Most of us probably can’t recall the exact moment in our lives when lines and dots became letters which became words which became sentences and eventually paragraphs. I certainly can’t, but I had the good fortune of watching this unfold with my son Rohan: one of the unforeseen positives of virtual school during the Covid era. And given the nature of my work, the topic is obviously front of mind.
But I hope that all of us – particularly those among us who love reading, writing and words – can acknowledge our privilege in being literate and contribute in whatever small way we can to building a more literate community. Maybe it’s the simple act of reading to the children in your life. Bringing books as gifts to the places you travel. Supporting your local library. Volunteering or getting involved in activities around International Literacy Day, which is commemorated every September 8. There are countless things we can do.
Talking about it matters too. So I’d love to hear from you: When and how did you learn to read? What do you recall of that experience? What does being literate mean to you? Is (or was) there anyone in your life who cannot read? How has this impacted them?
Thank you for being here and for reading – it truly means everything.
This is such a beautiful and profound reflection. Every time I visit a school or see children who aren't at school I often feel sad that a lot of them they will never know the joy of reading a book or being lost in different worlds that books and reading can open up. My paternal grandmom was fully illiterate too and used signs to remember how many clothes she gave for ironing is what my grandad once told me. That story always made me sad as a child. I am always overwhelmed by how lucky we are to be born in a generation where going to school was not necessarily optional. Truly enjoying reading your thoughtful and profound words and the way your string together your thoughts so beautifully and powerfully!

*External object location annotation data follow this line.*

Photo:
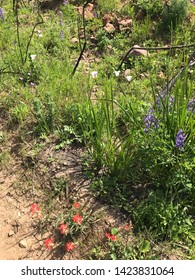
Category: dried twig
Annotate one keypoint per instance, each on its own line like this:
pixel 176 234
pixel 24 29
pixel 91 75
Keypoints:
pixel 85 39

This is a beautiful reflection. I lived in Nepal for a period of time and did language lessons while I was there, and I vividly remember the moment the dots connected and I could suddenly read Nepali! It made me realize that I don't remember learning how to read in English, and it was a moment infused with wonder for me. I taught high school to students who were learning English as a second language for 4 years, and the combo of life circumstances and the way the American school system is overburdened meant that there was always a handful of my students who couldn't really read at all (in English or in their first language), and quite a few more who were reading significantly below what we deem to be a high school level. It deeply impacted their school experiences and the opportunities they had for the future. I became disabled by COVID and had to leave teaching, but as I regained a little energy last year, I started volunteering with a program that pairs volunteers with elementary kids to read together. It was a good option for my schedule, but I also wanted to do something to increase literacy at a younger age so less students had to face high school without the ability to read. I've been on the fence about returning next school year due to my limited energy, but this feels like a nudge to do it again if I'm able to. So often we take reading as a for granted skill here in America, and I think it's important to remember that it is a privilege, and not one that everyone has access to. Thanks for sharing!